Oh that didn't get it, it was high time, I quit it --
I just couldn't carry on that way.
Oh, I did some damage, I know it's true --
Didn't know I was so lonely till I found you.
Who can go the distance?
We'll find out in the long run.
(In the long run.)
We can handle some resistance
If our love is a strong one.
(Is a strong one )
People talkin' about us, they got nothin' else to do.
When it all comes down we will still come through
In the long run.
Ooh I want to tell you it's a long run.
You know I don't understand why you don't treat yourself better,
Do the crazy things that you do.
When all the debutantes in Houston, baby,
Couldn't hold a candle to you.
Did you do it for love, did you do it for money?
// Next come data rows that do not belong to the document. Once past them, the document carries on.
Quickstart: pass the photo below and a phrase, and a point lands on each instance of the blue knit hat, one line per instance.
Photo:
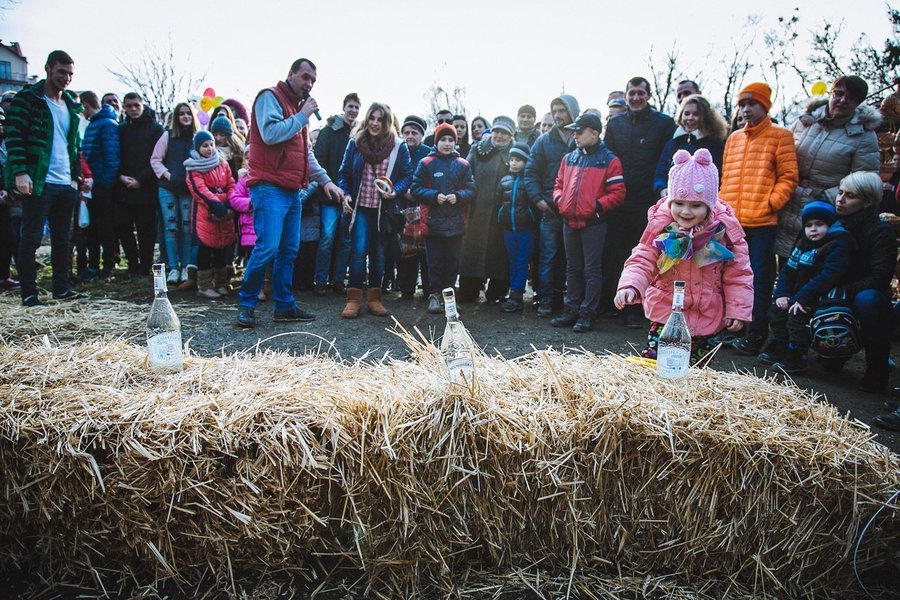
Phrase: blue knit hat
(200, 137)
(819, 209)
(221, 125)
Did you do it for spite, did you think you had to, honey?
Who is gonna make it?
We'll find out in the long run.
(In the long run )
I know we can take it
If our love is a strong one.
(Is a strong one )
Well we're scared but we ain't shakin',
Kinda bent but we ain't breakin'
In the long run.
Ooh I want to tell you it's a long run.
Now that I look at the lyrics, I remembered what I was thinking about. The whole Facebook thing kinda brought back a thought to my head that I've had before and shaken off. It was about an old acquaintanceship (is that even a word?) that I had and had wanted to develop into something else at one time. Fear. Fear keeps me from pursuing a lot of the things I'd like to have for myself. But earlier today I had thought about e-mailing my old acquaintance because I wanted someone to tell me what was wrong with me. Like he could tell me that. It was a thought I dismissed because it would have been a futile conversation. I cared too much and shut down before I could get hurt. In doing so, I probably sent out the wrong message. It's water under the bridge. Why open that dam back up?